How to reuse precalculated attention weights for autoregressive transformers

Hi when I do an inference (not training) of my autoregressive transformer I do it substantially this way (I removed few lines to not affect readibility):

for i in range(max_batch_sequence_len):
    for layer in self.layers:
        y[:, i] = layer(x, keep_mask, y)[:, i]

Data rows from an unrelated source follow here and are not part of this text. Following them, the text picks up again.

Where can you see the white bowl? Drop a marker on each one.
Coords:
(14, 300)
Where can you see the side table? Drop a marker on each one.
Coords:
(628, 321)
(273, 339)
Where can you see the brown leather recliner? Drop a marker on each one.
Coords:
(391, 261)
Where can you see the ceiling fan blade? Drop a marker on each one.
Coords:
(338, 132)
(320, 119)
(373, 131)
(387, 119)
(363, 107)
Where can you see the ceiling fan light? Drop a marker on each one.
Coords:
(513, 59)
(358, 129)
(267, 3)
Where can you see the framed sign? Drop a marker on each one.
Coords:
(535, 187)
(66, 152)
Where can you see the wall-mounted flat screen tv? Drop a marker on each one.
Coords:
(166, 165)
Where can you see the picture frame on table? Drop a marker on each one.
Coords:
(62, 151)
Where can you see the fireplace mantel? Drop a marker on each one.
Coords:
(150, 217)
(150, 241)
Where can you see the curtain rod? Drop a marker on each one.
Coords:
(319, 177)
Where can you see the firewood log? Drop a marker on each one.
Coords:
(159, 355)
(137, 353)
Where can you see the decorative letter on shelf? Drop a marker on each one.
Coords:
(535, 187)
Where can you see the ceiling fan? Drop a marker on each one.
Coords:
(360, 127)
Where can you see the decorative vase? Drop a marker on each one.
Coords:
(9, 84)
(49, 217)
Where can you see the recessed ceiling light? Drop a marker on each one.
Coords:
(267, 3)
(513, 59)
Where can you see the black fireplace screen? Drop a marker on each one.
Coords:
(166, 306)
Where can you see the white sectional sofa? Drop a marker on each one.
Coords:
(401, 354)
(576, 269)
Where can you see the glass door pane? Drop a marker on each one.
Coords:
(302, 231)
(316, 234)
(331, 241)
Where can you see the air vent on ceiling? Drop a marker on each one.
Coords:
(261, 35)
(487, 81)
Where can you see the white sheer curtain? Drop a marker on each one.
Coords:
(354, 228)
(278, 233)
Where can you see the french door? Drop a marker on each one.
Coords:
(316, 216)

where my layers "forward’ are:

def forward(self, x: torch.Tensor, keep_mask: torch.Tensor, y: torch.Tensor) -> torch.Tensor:
        attn_mask = (~keep_mask).unsqueeze(2) & (~keep_mask).unsqueeze(2)
        attn_mask = attn_mask.repeat_interleave(self.num_heads, dim=0)
            
        y_normed = self.layer_norm(y)
        y = y + self.self_attn(y_normed) #A causal mask is applied

        x_normed = self.layer_norm(x)
        y_normed = self.layer_norm(y)
        y = y + self.cross_attn(y_normed, x_normed, attn_mask)
        
        y_normed = self.layer_norm(y)
        y = y + self.ffn(y_normed)
        return y

def self_attn(self, y):
        out, _ = self.attn1(
            query=y, key=y, value=y, need_weights=False, is_causal=True,
        )
        return out

def cross_attn(self, y, x, attn_mask):

    out, _ = self.attn2(
        query=y, key=x, value=x, need_weights=False, attn_mask=attn_mask
    )
    return out

I can see that using the attention weights and re-inputing them in a certain way I can manage to reduce the computation, especially at step i+1 the attention weights for j<=i have all been already computed.

Has someone here have ever dealt with that and can suggest me a modification of my code?

Hi I’m not sure if this will help solve your problem but just to give some ideas, typically when I have used transformers i’d do something like this for inference (we wouldn’t want to instantiate every time of course) -

model = MyTransformer(**args)
model = torch.compile(model)
model.load_state_dict(**args)

predictions = model(src, tgt)